How to set up public dataset analysis with bcbio-nextgen
We use bcbio-nextgen for the analysis of sequencing data, mainly, (sc)RNAseq, smallRNAseq, DNASeq and ChIPSeq. It is not rare that we get collaborators who wants to re-analyze public data-set.
Inside bcbio
, we have bcbio_prepare_samples.py
to help to merge multiple
files that belong to the same sample into one file to make easier the configuration
of bcbio. We extended this script to pull down data from GEO and
SRA repository.
If you have bcbio. installed, you can create a example.csv
file like this:
samplenames,description
GSM3508215,HEK293T
SRR8311268,Hela
And then run:
bcbio_prepare_samples.py --csv example.csv --out fastq
This will download and create all the files inside fastq
folder. If the samples
is paired-end, it will generated the two associated files: R1 and R2.
Cool options to use:
--remove-source
: if you want to keep only final files.- you can use full FTP addresses as well under
samplenames
column
NextFlow accepts these SRA ids as well, take a look.

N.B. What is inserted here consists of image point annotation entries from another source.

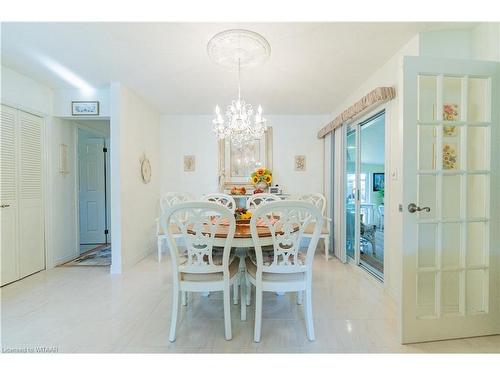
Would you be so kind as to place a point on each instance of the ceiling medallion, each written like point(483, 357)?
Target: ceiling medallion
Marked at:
point(239, 48)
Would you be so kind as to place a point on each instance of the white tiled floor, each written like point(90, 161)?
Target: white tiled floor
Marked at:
point(85, 309)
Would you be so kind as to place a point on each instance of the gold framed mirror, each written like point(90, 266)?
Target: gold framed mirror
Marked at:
point(236, 164)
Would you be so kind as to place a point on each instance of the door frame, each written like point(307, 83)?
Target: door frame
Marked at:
point(107, 172)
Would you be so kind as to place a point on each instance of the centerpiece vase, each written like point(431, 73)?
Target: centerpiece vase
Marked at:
point(261, 185)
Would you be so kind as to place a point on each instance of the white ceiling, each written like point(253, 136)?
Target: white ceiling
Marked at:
point(312, 66)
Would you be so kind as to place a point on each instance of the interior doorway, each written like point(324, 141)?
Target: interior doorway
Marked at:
point(93, 193)
point(365, 193)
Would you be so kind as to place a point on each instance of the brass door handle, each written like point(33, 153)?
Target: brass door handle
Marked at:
point(412, 208)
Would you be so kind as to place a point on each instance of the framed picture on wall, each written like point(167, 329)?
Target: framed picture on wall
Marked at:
point(378, 181)
point(189, 163)
point(84, 108)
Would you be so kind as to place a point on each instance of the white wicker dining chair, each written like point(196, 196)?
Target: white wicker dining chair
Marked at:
point(227, 201)
point(319, 201)
point(167, 200)
point(261, 198)
point(223, 199)
point(200, 268)
point(286, 269)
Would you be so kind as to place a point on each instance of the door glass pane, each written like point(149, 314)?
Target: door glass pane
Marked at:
point(450, 292)
point(372, 179)
point(427, 195)
point(427, 98)
point(475, 291)
point(451, 197)
point(426, 294)
point(350, 191)
point(476, 148)
point(476, 196)
point(451, 244)
point(476, 243)
point(426, 147)
point(451, 151)
point(452, 96)
point(426, 252)
point(478, 100)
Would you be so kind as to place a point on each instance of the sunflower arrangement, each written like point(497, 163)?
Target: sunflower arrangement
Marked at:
point(262, 174)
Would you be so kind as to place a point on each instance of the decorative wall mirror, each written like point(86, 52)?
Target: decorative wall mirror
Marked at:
point(236, 164)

And sra-explorer from Phil Ewels
will create a bash script to download the FASTQ files and It has a great search engine where
you can use any of these terms to find your public data:
GSE30567, SRP043510, PRJEB8073, ERP009109 or human liver miRNA.
The only advantage of bcbio is that in the case of multiple files associated to the same
sample, it will merge the files together. For instance, if you search in sra-explorer for this
term: GSM2598386
, you see that multiple files. bcbio. will merge all of them into one and
you can run your pipeline directly afterwards. And pretty convenient if you
use any of the bcbio pipelines :).
Enjoy!
“happiness in bioinformatics: when your collaborators give you a CSV file with all the metadata for your raw data and they match.